Identification of Redox and Glucose-Dependent Txnip Protein Interactions

• Main Authors: Benjamin J. Forred, Skyla Neuharth, Dae In Kim, Michael W. Amolins, Khatereh Motamedchaboki, Kyle J. Roux, Peter F. Vitiello
• Format: Article
• Language: English
• Published: Hindawi Limited 2016-01-01
• Series: Oxidative Medicine and Cellular Longevity
• Online Access: http://dx.doi.org/10.1155/2016/5829063

Thioredoxin-interacting protein (Txnip) acts as a negative regulator of thioredoxin function and is a critical modulator of several diseases including, but not limited to, diabetes, ischemia-reperfusion cardiac injury, and carcinogenesis. Therefore, Txnip has become an attractive therapeutic target to alleviate disease pathologies. Although Txnip has been implicated with numerous cellular processes such as proliferation, fatty acid and glucose metabolism, inflammation, and apoptosis, the molecular mechanisms underlying these processes are largely unknown. The objective of these studies was to identify Txnip interacting proteins using the proximity-based labeling method, BioID, to understand differential regulation of pleiotropic Txnip cellular functions.
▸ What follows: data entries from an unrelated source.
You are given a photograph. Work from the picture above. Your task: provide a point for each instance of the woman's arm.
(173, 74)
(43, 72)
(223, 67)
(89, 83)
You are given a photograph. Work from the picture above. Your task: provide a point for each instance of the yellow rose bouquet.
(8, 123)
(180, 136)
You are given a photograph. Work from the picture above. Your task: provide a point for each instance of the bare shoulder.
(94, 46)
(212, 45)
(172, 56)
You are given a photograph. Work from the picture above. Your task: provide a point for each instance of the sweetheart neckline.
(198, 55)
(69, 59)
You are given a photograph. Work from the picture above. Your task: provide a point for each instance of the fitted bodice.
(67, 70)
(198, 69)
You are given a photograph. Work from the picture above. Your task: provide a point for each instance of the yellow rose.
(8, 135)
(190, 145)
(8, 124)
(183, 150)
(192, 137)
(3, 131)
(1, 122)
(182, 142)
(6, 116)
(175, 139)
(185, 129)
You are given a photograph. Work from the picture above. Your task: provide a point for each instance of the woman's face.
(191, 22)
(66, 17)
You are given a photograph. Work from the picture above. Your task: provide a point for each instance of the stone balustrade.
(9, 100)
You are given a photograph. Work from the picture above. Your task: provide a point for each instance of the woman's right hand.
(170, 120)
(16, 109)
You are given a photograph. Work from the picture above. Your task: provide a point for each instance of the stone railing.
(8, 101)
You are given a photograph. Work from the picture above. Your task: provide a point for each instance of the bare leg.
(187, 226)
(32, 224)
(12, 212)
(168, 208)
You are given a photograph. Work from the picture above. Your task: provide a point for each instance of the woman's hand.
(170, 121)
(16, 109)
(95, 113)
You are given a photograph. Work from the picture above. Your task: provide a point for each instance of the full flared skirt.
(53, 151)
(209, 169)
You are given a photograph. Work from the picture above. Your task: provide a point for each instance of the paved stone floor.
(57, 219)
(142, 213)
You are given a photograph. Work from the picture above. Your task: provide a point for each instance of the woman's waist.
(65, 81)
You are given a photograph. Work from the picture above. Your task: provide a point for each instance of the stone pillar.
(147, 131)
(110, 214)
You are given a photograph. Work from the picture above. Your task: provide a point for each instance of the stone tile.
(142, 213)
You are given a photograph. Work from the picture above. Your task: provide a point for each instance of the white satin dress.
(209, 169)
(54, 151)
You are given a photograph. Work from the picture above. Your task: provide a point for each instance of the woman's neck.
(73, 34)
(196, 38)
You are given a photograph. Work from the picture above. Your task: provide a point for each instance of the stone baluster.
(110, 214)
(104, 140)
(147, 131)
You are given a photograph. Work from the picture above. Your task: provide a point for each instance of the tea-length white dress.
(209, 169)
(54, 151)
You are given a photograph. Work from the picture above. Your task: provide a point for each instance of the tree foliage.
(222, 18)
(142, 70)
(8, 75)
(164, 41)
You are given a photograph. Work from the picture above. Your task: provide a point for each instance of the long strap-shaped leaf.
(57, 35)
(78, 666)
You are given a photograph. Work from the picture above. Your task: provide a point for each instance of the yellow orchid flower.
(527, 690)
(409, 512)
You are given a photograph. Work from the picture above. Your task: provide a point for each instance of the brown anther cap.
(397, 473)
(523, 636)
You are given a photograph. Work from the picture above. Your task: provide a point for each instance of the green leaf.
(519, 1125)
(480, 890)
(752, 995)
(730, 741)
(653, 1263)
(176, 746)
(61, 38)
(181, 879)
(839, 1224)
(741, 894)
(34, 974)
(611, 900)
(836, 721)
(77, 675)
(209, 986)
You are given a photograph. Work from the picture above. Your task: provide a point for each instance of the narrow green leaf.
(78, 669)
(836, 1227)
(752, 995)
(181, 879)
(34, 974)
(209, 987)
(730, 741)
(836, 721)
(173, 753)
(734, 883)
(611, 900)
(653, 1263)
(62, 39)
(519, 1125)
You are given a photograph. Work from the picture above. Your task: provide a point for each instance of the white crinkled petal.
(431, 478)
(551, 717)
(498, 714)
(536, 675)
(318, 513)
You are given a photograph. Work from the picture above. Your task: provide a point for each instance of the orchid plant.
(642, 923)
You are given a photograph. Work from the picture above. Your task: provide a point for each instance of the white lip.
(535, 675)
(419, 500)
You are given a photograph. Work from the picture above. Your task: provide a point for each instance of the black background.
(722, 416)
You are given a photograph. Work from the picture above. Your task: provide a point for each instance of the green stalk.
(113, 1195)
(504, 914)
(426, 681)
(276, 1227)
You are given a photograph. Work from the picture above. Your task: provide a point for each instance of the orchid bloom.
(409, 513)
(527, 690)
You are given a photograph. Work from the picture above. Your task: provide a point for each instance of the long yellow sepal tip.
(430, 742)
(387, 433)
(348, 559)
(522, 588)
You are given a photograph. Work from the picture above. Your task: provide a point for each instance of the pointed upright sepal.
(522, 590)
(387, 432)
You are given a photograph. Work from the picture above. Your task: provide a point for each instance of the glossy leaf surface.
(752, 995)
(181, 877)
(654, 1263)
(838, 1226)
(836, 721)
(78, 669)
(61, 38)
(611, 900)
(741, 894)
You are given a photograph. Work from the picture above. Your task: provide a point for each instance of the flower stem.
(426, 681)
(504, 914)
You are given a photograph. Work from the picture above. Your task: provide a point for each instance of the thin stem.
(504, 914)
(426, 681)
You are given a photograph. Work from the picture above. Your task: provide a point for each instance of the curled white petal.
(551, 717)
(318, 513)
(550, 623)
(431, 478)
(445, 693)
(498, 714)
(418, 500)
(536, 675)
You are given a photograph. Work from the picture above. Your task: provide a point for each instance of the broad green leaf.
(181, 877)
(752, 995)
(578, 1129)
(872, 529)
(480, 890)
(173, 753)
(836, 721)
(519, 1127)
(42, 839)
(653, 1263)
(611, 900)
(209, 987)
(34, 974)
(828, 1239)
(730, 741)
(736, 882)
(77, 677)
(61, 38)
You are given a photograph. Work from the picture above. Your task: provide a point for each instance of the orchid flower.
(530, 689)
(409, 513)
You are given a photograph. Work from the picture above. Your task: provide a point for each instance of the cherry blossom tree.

The BioID transgene fused to Txnip expressed in HEK293 identified 31 interacting proteins. Many protein interactions were redox-dependent and were disrupted through mutation of a previously described reactive cysteine (C247S). Furthermore, we demonstrate that this model can be used to identify dynamic Txnip interactions due to known physiological regulators such as hyperglycemia. These data identify novel Txnip protein interactions and demonstrate dynamic interactions dependent on redox and glucose perturbations, providing clarification to the pleiotropic cellular functions of Txnip.